Quantum mechanics: The Bayesian theory generalised to the space of Hermitian matrices
Alessio Benavoli, Alessandro Facchini, Marco Zaffalon

TL;DR
This paper generalizes Bayesian probability theory to Hermitian matrices, deriving quantum mechanics' postulates from rational gambling rules, thus showing quantum mechanics as a self-consistent Bayesian framework in complex numbers.
Contribution
It introduces a Bayesian framework for quantum mechanics based on Hermitian matrices, deriving all four postulates from rationality principles.
Findings
Quantum mechanics' postulates are derived from Bayesian rationality rules.
Quantum operations are reinterpreted as probability rules within the Bayesian framework.

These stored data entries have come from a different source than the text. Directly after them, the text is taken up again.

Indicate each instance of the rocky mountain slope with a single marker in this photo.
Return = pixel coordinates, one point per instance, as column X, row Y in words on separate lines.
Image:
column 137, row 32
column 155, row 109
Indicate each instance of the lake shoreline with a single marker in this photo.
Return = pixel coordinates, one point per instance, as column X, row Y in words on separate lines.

The theory confirms quantum mechanics as a self-consistent Bayesian probability theory in complex numbers.
Abstract
We consider the problem of gambling on a quantum experiment and enforce rational behaviour by a few rules. These rules yield, in the classical case, the Bayesian theory of probability via duality theorems. In our quantum setting, they yield the Bayesian theory generalised to the space of Hermitian matrices. This very theory is quantum mechanics: in fact, we derive all its four postulates from the generalised Bayesian theory. This implies that quantum mechanics is self-consistent. It also leads us to reinterpret the main operations in quantum mechanics as probability rules: Bayes' rule (measurement), marginalisation (partial tracing), independence (tensor product). To say it with a slogan, we obtain that quantum mechanics is the Bayesian theory in the complex numbers.